Advanced macro support and magic \dots #794

edemaine · 2017-08-13T23:17:18Z

This is a re-implementation of #599 (\dots support) but extending the MacroExpander as necessary to build it as a macro instead of a function, following @gagern's outline.

Along the way, we get some nice new macro features:

Macros (e.g. given by defineMacro) can now be JavaScript functions, with this bound to the MacroExpander. (Note the slightly different interface from functions, which get a complex context object -- up for discussion!) This lets us extend the MacroExpander in more powerful ways, and use the following features:
future() returns the next token without expansion (similar to \futurelet but without the "let" aspect of assigning to a variation)
expandAfterFuture() returns the next token after one level of expansion (equivalent to a careful use of \expandafter and \futurelet)
\relax is now implemented! It stops expansion, but doesn't actually get returned from the MacroExpander.

We also get fixes to old KaTeX bugs (with new tests to confirm, some of which used to fail):

\text{\textellipsis !} used to include a space in the middle. The trouble is that we were only eating spaces when in math mode, but in text mode we need to be more careful to eat the spaces that make up part of the command name. This is now consumed during macro expansion, even though it's not technically a macro expansion (\textellipsis is an unexpandable character).
Ditto for \text{\foo } where \foo is defined to something -- we got a space, but shouldn't have.
Macros did not handle command arguments correctly. \def\foo#1{(#1)}\foo\bar should expand to (\bar) and then expand \bar, whereas the old macro expander would first expand \bar and then use its tokens for arguments. For example, this didn't work if \def\bar{} or \def\bar{ } (especially the latter because of bad space ignoring). Also, if \foo is a multiargument function, \bar should constitute one argument instead of one per token. (I did a bunch of testing in LaTeX to confirm this behavior.)
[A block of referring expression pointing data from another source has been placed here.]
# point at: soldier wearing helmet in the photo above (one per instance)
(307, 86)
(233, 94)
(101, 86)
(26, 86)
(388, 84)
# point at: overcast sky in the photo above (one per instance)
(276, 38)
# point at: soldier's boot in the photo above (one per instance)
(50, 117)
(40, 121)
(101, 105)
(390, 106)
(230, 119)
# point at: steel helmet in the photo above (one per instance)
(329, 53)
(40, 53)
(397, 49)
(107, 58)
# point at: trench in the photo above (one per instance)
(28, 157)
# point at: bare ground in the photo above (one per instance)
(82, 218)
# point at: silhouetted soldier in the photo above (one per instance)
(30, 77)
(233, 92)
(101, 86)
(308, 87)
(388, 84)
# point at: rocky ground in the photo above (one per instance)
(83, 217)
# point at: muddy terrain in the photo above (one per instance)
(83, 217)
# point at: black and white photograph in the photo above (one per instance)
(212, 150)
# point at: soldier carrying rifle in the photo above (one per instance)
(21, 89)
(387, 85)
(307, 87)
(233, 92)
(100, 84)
A few other miscellaneous changes:

Lexer.js optionally exports Token, so that I can do instanceof tests.
consumeSpaces() irreversibly consumes space tokens. This is used to fix the first bug listed above.
nextToken() got split into expandOnce() and expandNextToken(). So, e.g., expandAfterFuture() is equivalent to expandOnce() and then future(). (This makes for some awkward diffs -- sorry!)
The cdots symbol is now \cdots@, because amsmath defines a more complex \cdots in terms of this symbol.
@ is now considered a valid character for commands, as if \makeatletter is in effect. I don't think we currently define \@ but if we did this change would be annoying.
A rewrite of Implement AMSMath's \dots #599 to handle \dots, \cdots, etc. correctly.

Here's a texcmp confirming I got at least the tested cases right:

kevinbarabash · 2017-08-14T01:11:17Z

@edemaine this is awesome. I don't have a very good understanding of macros so hopefully @gagern and others can help out with the review.
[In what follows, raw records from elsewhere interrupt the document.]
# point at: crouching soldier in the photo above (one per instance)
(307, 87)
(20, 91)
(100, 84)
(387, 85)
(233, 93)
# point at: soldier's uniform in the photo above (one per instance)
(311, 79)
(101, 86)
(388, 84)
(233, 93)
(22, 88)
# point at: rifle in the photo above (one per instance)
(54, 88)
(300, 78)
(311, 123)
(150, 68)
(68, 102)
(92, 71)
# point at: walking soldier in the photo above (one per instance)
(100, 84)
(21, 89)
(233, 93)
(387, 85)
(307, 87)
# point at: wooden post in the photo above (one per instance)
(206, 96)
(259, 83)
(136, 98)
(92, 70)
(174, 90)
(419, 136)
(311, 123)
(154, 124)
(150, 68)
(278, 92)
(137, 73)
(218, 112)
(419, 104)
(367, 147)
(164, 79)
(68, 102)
kohler · 2017-08-14T14:02:01Z

src/Lexer.js

@@ -75,14 +75,14 @@ const tokenRegex = new RegExp(
    "([ \r\n\t]+)|" +                                 // whitespace
    "([!-\\[\\]-\u2027\u202A-\uD7FF\uF900-\uFFFF]" +  // single codepoint
    "|[\uD800-\uDBFF][\uDC00-\uDFFF]" +               // surrogate pair
-    "|\\\\(?:[a-zA-Z]+|[^\uD800-\uDFFF])" +           // function name
+    "|\\\\(?:[a-zA-Z@]+|[^\uD800-\uDFFF])" +          // function name


This is going to be dangerous. @ is not actually a valid character for macro nams in default TeX. It only works after \makeatletter, and is intended for internal macros that users don't type.
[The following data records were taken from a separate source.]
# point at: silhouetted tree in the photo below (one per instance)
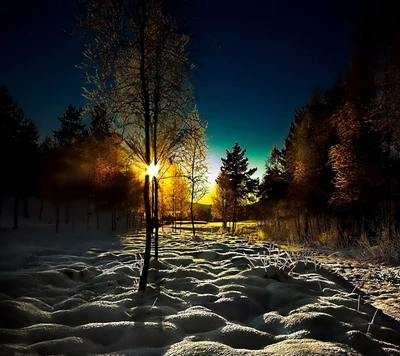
(18, 147)
(194, 164)
(222, 206)
(235, 168)
(71, 126)
(140, 67)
Overall it is probably safe to include @ by default, or wait for complaints before trying a complete fix; the \@ macro is rare in math.

Good to have at least one negative reaction -- I was curious what others would think. I see three alternatives:

Add a Lexer option for whether to include @ as a letter. Then we could actually support \makeatletter and \makeatother (presumably this would need to be carried in the Settings object...).

Have the cdots macro return manually parsed Tokens instead of strings. Then we don't need to touch the Lexer.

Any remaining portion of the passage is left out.